Decían unos decires que un hombre gemía por ser sabio.
Cada atardecer, cuando los quehaceres le daban asueto, hacía
por sentarse en el poyo del zaguán, el de poniente, para no prestar
más atención, durante escasos treinta minutos, que a los esparragales
que se dignara plantar por eso del dicho de la consumación vital,
ese que jura la felicidad en la sementera de un árbol, esta vez sólo una
planta, y tener descendencia, y cómo no escribir un libro.
Su denodada atención en el crecer de la planta rayaba la esquizofrenia
—dirían algunos vecinos de mala boca— porque el alcance de tal magnificencia
solo era constatable de precisar un instante de mutación, aunque fuese
un minúsculo vórtice entre una nube de polen pronta a brotar.

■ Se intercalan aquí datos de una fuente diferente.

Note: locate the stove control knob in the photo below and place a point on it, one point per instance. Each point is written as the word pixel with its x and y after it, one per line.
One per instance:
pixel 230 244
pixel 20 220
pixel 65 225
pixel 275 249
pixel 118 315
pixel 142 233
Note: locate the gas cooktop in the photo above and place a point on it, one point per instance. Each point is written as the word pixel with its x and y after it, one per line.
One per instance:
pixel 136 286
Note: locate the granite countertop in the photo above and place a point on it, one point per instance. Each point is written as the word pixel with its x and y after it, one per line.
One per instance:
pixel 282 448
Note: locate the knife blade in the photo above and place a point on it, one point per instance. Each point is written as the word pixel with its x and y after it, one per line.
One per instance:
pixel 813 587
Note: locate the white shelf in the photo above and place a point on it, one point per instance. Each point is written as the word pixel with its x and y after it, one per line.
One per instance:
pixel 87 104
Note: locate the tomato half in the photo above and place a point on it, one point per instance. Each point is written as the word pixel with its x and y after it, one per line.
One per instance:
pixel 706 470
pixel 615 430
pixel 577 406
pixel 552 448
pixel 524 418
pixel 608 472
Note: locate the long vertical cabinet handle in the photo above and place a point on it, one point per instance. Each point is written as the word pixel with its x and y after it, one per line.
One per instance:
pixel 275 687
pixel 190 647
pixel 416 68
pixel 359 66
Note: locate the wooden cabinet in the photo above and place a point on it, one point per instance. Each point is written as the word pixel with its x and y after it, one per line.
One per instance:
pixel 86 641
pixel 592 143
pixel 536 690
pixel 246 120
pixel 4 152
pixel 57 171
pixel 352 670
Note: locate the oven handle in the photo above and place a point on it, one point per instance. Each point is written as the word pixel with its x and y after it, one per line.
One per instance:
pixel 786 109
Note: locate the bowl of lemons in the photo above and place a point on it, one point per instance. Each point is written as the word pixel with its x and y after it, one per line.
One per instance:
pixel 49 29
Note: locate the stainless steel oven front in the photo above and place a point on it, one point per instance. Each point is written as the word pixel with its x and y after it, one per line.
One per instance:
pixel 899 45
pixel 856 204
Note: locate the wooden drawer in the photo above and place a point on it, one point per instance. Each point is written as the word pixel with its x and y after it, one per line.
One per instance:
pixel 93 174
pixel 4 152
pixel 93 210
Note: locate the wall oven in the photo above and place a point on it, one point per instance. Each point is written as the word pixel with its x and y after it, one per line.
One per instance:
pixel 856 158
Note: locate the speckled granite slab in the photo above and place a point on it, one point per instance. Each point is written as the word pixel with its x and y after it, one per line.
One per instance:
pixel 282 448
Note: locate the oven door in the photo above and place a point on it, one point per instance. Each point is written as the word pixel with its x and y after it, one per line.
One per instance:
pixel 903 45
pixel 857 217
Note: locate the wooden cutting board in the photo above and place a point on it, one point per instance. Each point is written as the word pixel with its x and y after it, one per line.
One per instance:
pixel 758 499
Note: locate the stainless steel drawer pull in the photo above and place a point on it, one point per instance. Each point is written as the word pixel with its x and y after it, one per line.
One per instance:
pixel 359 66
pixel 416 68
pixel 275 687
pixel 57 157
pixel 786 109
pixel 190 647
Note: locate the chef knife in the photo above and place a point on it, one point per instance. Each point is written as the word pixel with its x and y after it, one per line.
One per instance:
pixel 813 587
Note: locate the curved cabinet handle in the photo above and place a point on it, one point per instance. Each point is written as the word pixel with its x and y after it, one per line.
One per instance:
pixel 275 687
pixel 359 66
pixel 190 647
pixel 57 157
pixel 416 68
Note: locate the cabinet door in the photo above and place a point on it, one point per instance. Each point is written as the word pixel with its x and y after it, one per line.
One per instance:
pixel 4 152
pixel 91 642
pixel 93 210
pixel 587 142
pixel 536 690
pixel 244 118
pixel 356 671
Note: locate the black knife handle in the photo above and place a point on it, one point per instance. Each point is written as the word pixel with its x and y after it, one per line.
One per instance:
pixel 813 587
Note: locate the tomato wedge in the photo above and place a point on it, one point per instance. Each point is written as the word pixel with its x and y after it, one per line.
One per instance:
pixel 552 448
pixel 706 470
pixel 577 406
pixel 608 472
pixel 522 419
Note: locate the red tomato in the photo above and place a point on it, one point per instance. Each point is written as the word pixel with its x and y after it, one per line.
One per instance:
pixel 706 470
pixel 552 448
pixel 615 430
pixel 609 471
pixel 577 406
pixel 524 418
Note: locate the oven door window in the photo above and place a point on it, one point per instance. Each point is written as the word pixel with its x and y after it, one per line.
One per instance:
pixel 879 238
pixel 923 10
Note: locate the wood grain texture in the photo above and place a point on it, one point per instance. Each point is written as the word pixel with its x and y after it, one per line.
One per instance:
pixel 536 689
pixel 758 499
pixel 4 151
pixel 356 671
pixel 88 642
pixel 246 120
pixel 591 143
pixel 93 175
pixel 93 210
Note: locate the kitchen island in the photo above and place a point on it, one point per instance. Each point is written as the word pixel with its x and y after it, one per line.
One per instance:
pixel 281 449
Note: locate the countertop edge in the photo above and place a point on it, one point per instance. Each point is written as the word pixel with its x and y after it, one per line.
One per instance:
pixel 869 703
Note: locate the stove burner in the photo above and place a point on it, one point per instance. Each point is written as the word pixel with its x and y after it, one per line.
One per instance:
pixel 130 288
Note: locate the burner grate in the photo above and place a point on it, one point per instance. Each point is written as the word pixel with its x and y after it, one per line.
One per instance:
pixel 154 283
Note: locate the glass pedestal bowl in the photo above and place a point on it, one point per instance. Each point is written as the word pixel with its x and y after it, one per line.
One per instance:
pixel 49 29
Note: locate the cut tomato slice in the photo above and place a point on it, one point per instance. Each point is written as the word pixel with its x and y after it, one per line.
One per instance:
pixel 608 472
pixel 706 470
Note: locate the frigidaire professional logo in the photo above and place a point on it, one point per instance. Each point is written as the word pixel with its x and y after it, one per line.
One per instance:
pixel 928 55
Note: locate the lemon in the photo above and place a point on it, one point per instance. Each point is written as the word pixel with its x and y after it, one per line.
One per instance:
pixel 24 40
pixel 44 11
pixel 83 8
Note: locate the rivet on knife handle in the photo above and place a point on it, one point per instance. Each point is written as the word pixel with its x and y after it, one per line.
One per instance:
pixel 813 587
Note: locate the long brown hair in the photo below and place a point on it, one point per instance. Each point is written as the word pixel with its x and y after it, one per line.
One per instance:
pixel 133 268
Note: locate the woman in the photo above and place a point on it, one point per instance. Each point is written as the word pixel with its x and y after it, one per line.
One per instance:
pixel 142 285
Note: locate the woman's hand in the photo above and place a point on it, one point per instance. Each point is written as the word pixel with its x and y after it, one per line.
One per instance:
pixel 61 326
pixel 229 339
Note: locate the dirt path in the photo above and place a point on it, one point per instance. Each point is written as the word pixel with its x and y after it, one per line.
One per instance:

Un fasto día —cuando el Sol ya cansado de brillar se retiraba a sus aposentos—
sus desvelos parecieron —digo parecieron porque me temo que fue fruto de sus
deseos— disiparse de su ánimo al prorrumpir el eureka de sus sueños: vio
el nacimiento de una flor amarilla como el astro de los cielos.
La algarabía que sucedió al acontecer tuvo pronto eco entre sus deudos,
ya cansados de los desaires que tamaña empresa iban prendiendo
en sus corazones —cuan grande era el hartazgo—.
Desde entonces su costumbre declinó como las cientos de estrellas
que las Perseidas congregan cada año y tal como aparecen desaparecen,
y fue debido a la plenitud de la cumbre; una vez conseguido el ansiado
botín de la sabiduría todo lo demás, esparragales incluídos, eran sobra,
Ni que decir tiene que la planta pereció de lágrimas de desolación y abandono;
la atención que daba aliento a su suceder se tornó frío abrasador.